He Asked Me For A Condom

It was a regular Saturday morning, and I was passionately hating Mumbai University for making us attend lectures on a day that was meant for lazing in bed. But we were going to study mental disorders and I looked forward to the fascinating case studies. My world revolves around the DSM-5 and there is nothing in it I don’t feel curious about.

A friend and I were walking down the railway station and towards our college, talking and laughing like college students do. We were happy in our own world, in our own little bubble. Until a man decided to creep inches close to my ears and whisper “condoms”. Condoms. Furious, I turned back and saw the man staring us down. I took a few steps and gave him my middle finger, mostly because I didn’t know how to react. A few moments later, I turned back and saw him stare us down from the same place we had been in. I gave him two middle fingers, and he climbed inside a train.

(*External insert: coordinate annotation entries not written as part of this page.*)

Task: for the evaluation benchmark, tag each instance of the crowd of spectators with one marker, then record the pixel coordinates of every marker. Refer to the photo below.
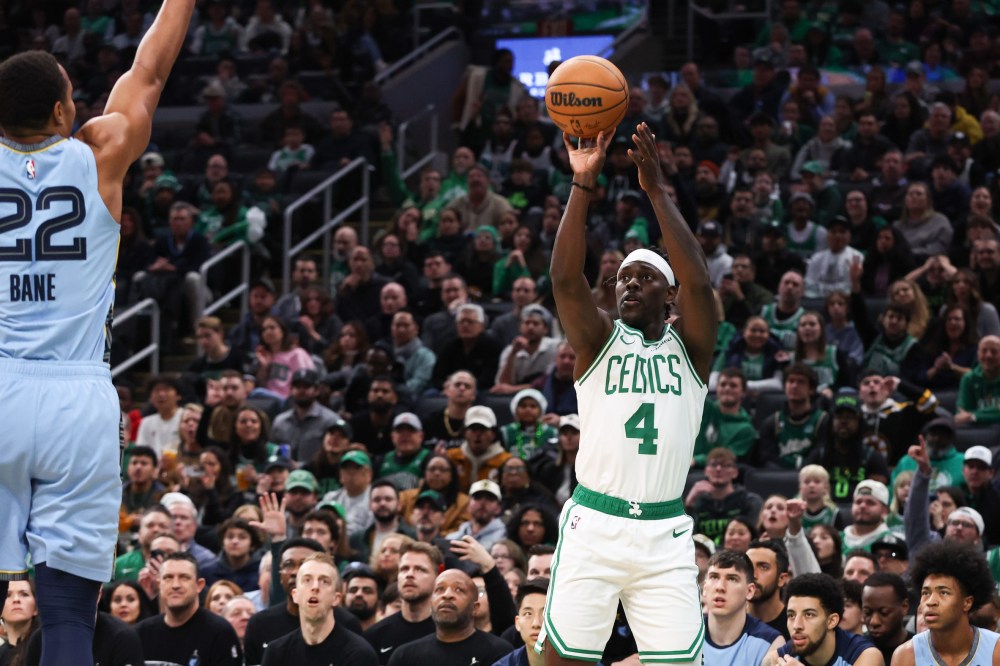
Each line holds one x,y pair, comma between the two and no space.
415,408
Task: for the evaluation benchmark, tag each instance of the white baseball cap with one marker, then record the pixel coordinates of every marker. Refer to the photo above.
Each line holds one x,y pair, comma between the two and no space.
169,499
485,486
874,489
480,415
971,514
980,453
408,419
570,421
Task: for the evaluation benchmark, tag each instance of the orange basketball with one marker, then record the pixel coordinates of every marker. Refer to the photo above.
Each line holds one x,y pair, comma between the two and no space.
586,95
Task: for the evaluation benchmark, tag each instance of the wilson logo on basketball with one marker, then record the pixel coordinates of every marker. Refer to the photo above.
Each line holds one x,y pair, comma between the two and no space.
570,99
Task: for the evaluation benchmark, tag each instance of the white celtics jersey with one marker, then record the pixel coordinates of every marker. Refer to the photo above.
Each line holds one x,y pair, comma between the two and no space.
640,408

No, it wasn’t a big deal. Why am I making a fuss about it, right? He didn’t touch me. He didn’t physically harm me. He didn’t even escalate the situation when I countered back. And yes, I shouldn’t have been so crude to him, right? After all, it’s just a little fun asking random girls for condoms.

And here is the problem. We, as girls, face men like him on a daily basis. Someone will stare at our legs as we walk or at our cleavage when we sit down and read a book and they will try to grab our ass when we stand to grab a sandwich from a hawker and it virtually never stops. From the moment I have company, I am very aware of the dangers of this world. I become aware of my surroundings and have a radar to spot any threats.

The society that we live in is profoundly more hostile for us than for men, and it is a pity to see half the world’s population think twice about their clothes and make up before they step out into the world. I should have the right to walk down the street with the same amount of assurance and safety that any other person enjoys. I should not have to be self-conscious about my choice of clothing or my hair being open or my eyeliner being too winged.

I don’t want your unwarranted and unasked for opinions. I don’t want you to “appreciate” my beauty. It makes me feel insecure and threatened and I am on the verge of calling the cops every time you smirk. I want to be able to go from my home to college without being stared at, whistled at, commented at, followed or groped. It cannot be that impossible to not act, not act at all.

But then why would you not act? The world belongs to you, and we are just your slaves.